What do humans have in common with a millimeter-long, translucent roundworm? Based on the findings of Robert J. S. Reis, D.Phil., more than you would imagine.
For more than 30 years, Reis has mapped the genes of these roundworms, known as C. elegans, in an effort to understand the genetics of why we age. They are, he said, “a wonderful model for studying longevity.”
After earning his doctorate degree in Britain under the mentorship of the late John Maynard Smith, one of the world’s leading evolutionary biologists, Reis worked in the U.K. and Canada before coming to UAMS in 1980. Ten years later, Tom Johnson, Ph.D., a scientist and friend at the University of Colorado, invited him for a sabbatical to study aging in nematodes, also known as roundworms.
“That gave me a jump-start for a project I had been considering for years,” said Reis, a professor in the UAMS Departments of Geriatrics, Biochemistry/Molecular Biology and Pharmacology/Toxicology. “I had devised a way to find the genes that allow longevity to evolve, by mapping those genes on chromosomes and studying their interactions. The nematode provided an ideal model system for that study.”
At the time, there were no gene mapping procedures in animal biology, but Reis used his own protocols to map 13 genes in the nematode that strongly determined lifespan. Recently, one of those genes was identified; it encodes a protein that stabilizes the genome of germline cells, important for tuning lifespan in worms, yeast and whales.
Most genes that make up key pathways in development and aging are so critical that they have maintained similar structures and functions from worms to humans. The nematode insulin-like pathway, for example, corresponds gene-for-gene to human insulin and insulin-like growth factor response pathways.
“We have made huge strides in understanding the processes that contribute to aging.”“We pursued a gene that encodes the class-I PI3K enzyme, which lies at the crossroads between insulin-like signaling and other pathways for stress, innate immunity and nutrient signaling,” he said. Reis and his colleague, Srinivas Ayyadevara, Ph.D., found that inactivating mutations in that gene extend worm life span 10-fold, a record for any organism.
Reis also serves as senior research career scientist at the Central Arkansas Veterans Healthcare System.

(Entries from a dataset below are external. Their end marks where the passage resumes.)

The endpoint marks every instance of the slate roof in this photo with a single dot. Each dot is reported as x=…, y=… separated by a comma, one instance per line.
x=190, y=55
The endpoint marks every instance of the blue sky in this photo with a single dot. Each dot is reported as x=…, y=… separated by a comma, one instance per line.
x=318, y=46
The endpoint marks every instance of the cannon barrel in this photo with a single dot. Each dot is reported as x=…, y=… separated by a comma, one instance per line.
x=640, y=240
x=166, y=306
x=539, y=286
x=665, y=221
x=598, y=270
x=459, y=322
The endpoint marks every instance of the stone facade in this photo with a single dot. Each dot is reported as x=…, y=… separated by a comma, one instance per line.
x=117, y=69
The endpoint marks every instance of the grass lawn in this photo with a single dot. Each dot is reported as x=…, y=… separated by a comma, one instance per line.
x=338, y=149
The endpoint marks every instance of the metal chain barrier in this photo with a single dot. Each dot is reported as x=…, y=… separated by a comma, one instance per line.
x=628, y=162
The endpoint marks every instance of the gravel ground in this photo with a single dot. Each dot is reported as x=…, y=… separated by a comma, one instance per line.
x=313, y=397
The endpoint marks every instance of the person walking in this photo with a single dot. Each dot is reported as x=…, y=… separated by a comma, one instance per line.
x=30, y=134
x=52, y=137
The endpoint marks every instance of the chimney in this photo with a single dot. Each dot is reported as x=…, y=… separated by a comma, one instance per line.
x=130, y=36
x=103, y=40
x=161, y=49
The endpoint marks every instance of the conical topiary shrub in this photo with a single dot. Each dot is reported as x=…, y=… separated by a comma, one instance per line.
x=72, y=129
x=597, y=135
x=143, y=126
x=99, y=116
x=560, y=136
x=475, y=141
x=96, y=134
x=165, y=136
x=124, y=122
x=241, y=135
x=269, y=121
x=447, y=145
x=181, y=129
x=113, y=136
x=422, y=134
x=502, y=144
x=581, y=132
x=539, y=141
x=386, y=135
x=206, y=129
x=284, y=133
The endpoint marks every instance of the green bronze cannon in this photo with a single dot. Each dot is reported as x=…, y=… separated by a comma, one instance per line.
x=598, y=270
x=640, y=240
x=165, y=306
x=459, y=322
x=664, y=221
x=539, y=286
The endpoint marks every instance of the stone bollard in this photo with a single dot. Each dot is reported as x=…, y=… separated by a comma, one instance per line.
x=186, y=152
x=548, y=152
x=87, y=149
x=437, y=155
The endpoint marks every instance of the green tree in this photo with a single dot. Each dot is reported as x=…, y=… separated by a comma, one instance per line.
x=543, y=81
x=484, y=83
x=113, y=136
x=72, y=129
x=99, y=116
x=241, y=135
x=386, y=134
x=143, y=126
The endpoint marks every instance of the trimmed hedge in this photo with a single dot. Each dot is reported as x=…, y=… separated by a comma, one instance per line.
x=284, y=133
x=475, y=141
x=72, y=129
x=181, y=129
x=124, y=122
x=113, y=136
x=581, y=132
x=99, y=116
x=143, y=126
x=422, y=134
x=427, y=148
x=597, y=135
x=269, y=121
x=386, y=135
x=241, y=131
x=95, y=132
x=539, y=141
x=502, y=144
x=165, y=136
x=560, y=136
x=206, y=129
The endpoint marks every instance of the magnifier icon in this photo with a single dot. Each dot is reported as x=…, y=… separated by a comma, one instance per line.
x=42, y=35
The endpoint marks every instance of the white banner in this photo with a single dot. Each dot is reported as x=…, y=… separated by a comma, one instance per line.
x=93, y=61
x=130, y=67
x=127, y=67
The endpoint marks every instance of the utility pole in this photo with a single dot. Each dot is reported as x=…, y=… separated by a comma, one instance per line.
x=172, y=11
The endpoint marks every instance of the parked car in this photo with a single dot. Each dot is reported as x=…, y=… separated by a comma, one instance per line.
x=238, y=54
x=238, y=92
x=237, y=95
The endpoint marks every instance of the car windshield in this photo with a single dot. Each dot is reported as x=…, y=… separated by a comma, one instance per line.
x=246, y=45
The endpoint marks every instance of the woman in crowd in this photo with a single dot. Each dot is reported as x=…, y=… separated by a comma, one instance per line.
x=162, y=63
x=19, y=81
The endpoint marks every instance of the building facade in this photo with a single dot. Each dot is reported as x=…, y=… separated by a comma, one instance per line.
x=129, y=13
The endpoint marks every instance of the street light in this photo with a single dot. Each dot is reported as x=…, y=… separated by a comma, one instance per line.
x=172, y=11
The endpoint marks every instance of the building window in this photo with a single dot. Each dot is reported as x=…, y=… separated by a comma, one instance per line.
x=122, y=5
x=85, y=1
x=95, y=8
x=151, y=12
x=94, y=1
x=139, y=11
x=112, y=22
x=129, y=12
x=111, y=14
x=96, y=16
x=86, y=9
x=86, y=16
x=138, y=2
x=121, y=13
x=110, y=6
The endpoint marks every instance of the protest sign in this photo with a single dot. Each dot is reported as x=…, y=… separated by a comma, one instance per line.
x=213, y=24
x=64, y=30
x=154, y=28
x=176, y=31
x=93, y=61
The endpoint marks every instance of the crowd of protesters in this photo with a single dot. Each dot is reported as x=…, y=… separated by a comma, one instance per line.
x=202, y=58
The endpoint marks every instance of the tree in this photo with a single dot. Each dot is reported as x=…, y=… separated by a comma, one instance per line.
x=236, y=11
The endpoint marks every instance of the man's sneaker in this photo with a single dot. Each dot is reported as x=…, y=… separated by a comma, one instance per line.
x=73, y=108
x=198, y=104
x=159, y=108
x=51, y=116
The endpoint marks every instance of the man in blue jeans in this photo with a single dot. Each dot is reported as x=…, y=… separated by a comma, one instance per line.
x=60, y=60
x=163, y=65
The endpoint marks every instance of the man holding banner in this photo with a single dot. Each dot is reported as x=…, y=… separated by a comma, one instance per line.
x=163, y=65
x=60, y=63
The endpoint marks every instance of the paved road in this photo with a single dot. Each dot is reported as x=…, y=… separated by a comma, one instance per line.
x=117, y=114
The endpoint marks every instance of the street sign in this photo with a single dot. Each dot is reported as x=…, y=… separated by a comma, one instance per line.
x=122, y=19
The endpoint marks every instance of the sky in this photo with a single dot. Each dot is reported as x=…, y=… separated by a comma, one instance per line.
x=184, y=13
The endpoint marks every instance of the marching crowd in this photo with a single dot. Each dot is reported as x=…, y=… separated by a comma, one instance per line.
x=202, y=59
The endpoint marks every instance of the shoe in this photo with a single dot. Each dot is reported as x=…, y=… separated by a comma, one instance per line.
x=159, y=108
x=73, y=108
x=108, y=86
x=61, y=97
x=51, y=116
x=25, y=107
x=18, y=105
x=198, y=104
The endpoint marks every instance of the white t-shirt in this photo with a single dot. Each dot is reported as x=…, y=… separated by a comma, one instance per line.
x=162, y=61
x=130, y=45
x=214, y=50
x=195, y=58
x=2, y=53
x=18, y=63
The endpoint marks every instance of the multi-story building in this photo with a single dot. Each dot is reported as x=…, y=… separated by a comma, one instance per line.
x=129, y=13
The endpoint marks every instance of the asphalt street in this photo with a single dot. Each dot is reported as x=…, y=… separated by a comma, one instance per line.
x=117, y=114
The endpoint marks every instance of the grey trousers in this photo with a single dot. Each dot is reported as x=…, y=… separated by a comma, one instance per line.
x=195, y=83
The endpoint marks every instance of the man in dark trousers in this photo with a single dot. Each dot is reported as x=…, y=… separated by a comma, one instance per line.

Reis is now collaborating with Peter Crooks, Ph.D., chairman of the Department of Pharmaceutical Sciences in the UAMS College of Pharmacy, to develop a novel drug to inhibit PI3K. Other drugs developed by Crooks also are being tested in Reis’ lab for ability to alleviate or delay the onset of neurodegenerative conditions such as Alzheimer’s, Huntington’s and Parkinson’s diseases.
“Some of these drugs work remarkably well in nematode models of these diseases, to delay symptoms and reduce nerve damage,” he said.
But while many of these studies look promising, it’s a long road before that translates into a drug for humans. That’s one reason Reis also has begun looking at biomarkers of longevity and age to help determine a person’s molecular youthfulness. These discoveries could allow us to see much more rapidly whether lifestyle changes or specific drugs are able to set back the biological clock, he said.
“We have made huge strides in understanding the processes that contribute to aging,” he said. “Now we are beginning to use that knowledge to find new ways to reduce the burden of age-related diseases. I can’t tell you yet what will work – only that biology is full of surprises.”